Thursday, April 4, 2013

THE ADDING MACHINE Opens Tomorrow at ISU

Elmer Rice's The Adding Machine has long been cited as a fine example of American expressionism. That means the tone is a bit surreal and strange, with a dark, nightmarish story and characters like Mr. Zero, the antihero hero, who personifies man's inhumanity during the Machine Age more than a real person.


Rice was a major player in American theatre in the early part of the 20th century, even though he wrote only two well-known plays, The Adding Machine and Street Scene, both of which made it to Broadway. Street Scene was made into a 1931 movie starring Sylvia Sidney. The Adding Machine also got a movie, but not till 1969. In that one, Milo O'Shea and Phyllis Diller (!) played Mr. and Mrs. Zero.

The plot is pretty simple, in an expressionistic and surprising sort of way. Mr. Zero is a nothing, a nobody, as you might guess from the name, and he works (and has worked for the last 25 years) as a bookkeeper at the same company. But progress marches on, and the day comes when the boss tells Mr.
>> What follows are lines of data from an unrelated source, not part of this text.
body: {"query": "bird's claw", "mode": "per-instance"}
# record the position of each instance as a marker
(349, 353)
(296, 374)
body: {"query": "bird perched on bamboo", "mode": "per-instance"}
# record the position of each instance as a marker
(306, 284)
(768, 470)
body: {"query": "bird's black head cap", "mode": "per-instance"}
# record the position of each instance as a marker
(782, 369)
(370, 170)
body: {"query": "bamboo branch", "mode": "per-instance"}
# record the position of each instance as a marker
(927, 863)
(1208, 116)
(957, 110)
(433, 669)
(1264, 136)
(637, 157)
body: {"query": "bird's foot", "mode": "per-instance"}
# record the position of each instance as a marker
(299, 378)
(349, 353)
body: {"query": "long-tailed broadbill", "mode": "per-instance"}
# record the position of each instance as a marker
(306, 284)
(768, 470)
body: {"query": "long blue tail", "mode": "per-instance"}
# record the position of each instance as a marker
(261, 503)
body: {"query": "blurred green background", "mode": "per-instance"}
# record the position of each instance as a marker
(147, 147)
Zero he's been replaced by an adding machine. His job -- annoying and monotonous as it is -- is the only thing he has, and he strikes out when he's fired, killing his boss. That results in a murder trial and execution, after which Mr. Zero gets sent to the Elysian Fields. Happily ever after in the afterlife? Nope. He's still just a cog in a huge machine, doomed to continue to repeat his mistakes.

Companion pieces for The Adding Machine might be Fritz Lang's Metropolis, an example of German expressionism with a similar critique of industrialization at the expense of the worker, or Charlie Chaplin's Modern Times, which gives the Man vs. Machine issue a comic twist and a sweet, appealing hero, or Stairs to the Roof, a Tennessee Williams play inspired by The Adding Machine.

Third-year MFA director Jeremy Garrett has put his stamp on Illinois State University's Adding Machine, with David Fisch as Mr. Zero and Caitlin Boho as his nagging missus. Others in the cast include Storm Angone, Pat Boylan, Trace Gamache, Lizzy Haberstroh, Matt Helms, Dominique Jackson, Drew Mills, Kent Nusbaum, Jenny Oziemkowski, Jason Raymer, Allison Sokolowski, Kelly Steik, Kaitlyn Wehr and Arif Yampolsky. Jake Wasson is the scenic designer, with Olivia Crosby as costume designer and Deborah Smrz as lighting designer.
The play opens tomorrow night in the ISU Center for the Performing Arts, with performances at 7:30 pm through April 13, and one Sunday matinee on April 7 at 2 pm.